BERNARD DELATTREMis en ligne le 05/12/2005
Un procès retentissant s'ouvre, ce lundi, à Douai: celui de Lionel Dumont, le chef des «islamo-braqueurs». Il y a dix ans, ces gangsters-jihadistes avaient écumé le nord de la France.
Et donné du fil à retordre à la police belge.
CORRESPONDANT PERMANENT À PARIS
C'est un procès retentissant qui s'ouvre ce lundi et se tient pendant dix jours devant la cour d'assises de Douai (Nord) : celui du leader présumé du gang dit des «islamo-braqueurs». En 1996, ce gang d'une dizaine d'hommes originaires de la région de Roubaix avait décimé le nord de la France avec une demi-douzaine de braquages sanglants et d'attaques à main armée (contre des supermarchés, des banques et des fourgons de transport de fonds), au cours desquels un automobiliste fut tué et trois policiers ainsi qu'un convoyeur blessés, certains grièvement. On leur impute aussi une tentative d'attentat à la voiture piégée contre un commissariat de Lille à la veille d'un sommet du G 7.

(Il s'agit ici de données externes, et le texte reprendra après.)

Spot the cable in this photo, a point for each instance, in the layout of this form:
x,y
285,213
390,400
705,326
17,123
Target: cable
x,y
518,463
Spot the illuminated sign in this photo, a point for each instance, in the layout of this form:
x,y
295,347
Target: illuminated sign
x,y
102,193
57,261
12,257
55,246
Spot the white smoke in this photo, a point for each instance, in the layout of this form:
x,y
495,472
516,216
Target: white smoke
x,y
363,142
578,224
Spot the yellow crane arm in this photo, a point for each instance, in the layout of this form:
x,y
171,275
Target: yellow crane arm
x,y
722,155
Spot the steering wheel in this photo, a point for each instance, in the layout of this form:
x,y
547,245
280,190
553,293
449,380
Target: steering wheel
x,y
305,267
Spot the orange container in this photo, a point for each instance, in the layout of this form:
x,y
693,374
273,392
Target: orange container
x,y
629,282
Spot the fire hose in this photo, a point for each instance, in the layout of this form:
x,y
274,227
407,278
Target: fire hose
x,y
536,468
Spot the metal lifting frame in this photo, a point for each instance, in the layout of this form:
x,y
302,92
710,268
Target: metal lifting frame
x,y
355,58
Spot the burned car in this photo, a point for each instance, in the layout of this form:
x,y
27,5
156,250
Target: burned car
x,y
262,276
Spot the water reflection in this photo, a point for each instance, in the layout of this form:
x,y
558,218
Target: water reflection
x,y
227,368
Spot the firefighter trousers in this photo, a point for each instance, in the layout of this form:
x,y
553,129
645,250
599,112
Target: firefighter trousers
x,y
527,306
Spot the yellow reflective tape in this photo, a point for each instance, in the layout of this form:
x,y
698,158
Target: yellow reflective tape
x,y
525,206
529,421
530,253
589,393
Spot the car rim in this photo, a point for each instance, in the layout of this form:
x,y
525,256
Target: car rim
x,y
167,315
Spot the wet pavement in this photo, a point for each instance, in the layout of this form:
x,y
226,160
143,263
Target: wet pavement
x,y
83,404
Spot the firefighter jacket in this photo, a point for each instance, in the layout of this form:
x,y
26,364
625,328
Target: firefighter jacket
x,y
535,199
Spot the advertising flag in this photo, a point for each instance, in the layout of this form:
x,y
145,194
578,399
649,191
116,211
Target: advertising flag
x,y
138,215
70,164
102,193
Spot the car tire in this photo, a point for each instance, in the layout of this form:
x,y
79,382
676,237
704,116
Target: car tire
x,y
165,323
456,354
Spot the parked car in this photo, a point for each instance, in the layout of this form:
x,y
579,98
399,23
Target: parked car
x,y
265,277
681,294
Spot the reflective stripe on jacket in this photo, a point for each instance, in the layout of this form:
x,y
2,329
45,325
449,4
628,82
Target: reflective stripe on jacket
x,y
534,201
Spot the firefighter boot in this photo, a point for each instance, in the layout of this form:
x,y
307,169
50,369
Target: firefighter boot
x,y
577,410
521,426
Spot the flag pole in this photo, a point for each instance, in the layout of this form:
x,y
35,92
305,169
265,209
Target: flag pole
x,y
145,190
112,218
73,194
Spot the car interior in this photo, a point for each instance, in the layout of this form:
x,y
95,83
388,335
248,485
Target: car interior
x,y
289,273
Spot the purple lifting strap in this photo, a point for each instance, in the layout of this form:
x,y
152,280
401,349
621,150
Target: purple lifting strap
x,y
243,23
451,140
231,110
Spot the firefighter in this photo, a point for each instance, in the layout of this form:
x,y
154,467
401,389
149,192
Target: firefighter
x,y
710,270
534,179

Ce gang fut démantelé en mars 1996 à Roubaix, à la suite d'un assaut de l'escadron d'élite du Raid, dans lequel quatre des malfaiteurs trouvèrent la mort. Leur chef, Christophe Caze, qui était parvenu à prendre la fuite et à franchir la frontière, fut abattu le lendemain près de Courtrai par des gendarmes belges. En 2001, trois membres de ce gang furent jugés en France et condamnés à des peines de 18 à 28 ans de prison. L'un d'eux avait été arrêté en Belgique, où il avait aussi été condamné à dix ans de prison pour une fusillade et une prise d'otages.
A ce jour, le profil des «islamo-braqueurs» reste un sujet d'interrogation. S'agissait-il d'une poignée de paumés qui s'improvisèrent grand délinquants et étaient surtout guidés par de basses motivations financières? Ou de dangereux jihadistes à la solde de réseaux terroristes internationaux?
Gangsters ou islamistes?
Au procès de 2001, l'accusation opta pour la thèse d'une «entreprise criminelle» dans laquelle l'islam n'était «qu'un alibi culturel». Et dans leur défense, les accusés nièrent toute motivation jihadiste. Mais les policiers français, eux, sont persuadés que ce groupe était bel et bien «au coeur d'une nébuleuse terroriste». Ils utilisaient d'ailleurs des armes de guerre (lance-roquettes, grenades, bombes constituées de bouteilles de gaz, etc.), ouvraient le feu à bout portant sur ceux qu'ils trouvaient sur leur passage, et avaient un parcours clairement politique. La plupart d'entre eux, en effet, s'étaient connus en Bosnie dans les années 90, dans les rangs des moudjahidines combattant les Serbes. Leurs chefs, au demeurant, étaient liés à des islamistes soupçonnés d'être des cadres d'al Qaeda ainsi qu'au groupe de l'islamiste du GIA algérien Fateh Kamel: un réseau de trafiquants d'armes et de faux papiers situé dans la mouvance d'Oussama Ben Laden.
Lionel Dumont, dont le jugement s'ouvre donc ce lundi, a été extradé vers la France après son arrestation à Munich en décembre 2003, après des années de cavale, en Asie notamment. En 2001, il avait été jugé par contumace en France et condamné à la réclusion criminelle à perpétuité. Ce trentenaire issu d'une famille ouvrière de huit enfants s'était converti à l'islam en 1993, après un service militaire à Djibouti et en Somalie. Il avait ensuite combattu en Bosnie, d'une prison de laquelle il s'était échappé après avoir été condamné à vingt ans de réclusion pour des braquages de stations-service. «Lionel Dumont avait besoin d'un engagement», dit de lui le journaliste français Jean Hatzfeld, qui le rencontra en Bosnie. «En d'autres temps, il aurait pu être anarchiste, maoïste ou trotskiste. L'islam n'a été que conjoncturel dans son itinéraire.» C'est un des points que les jurés devront trancher.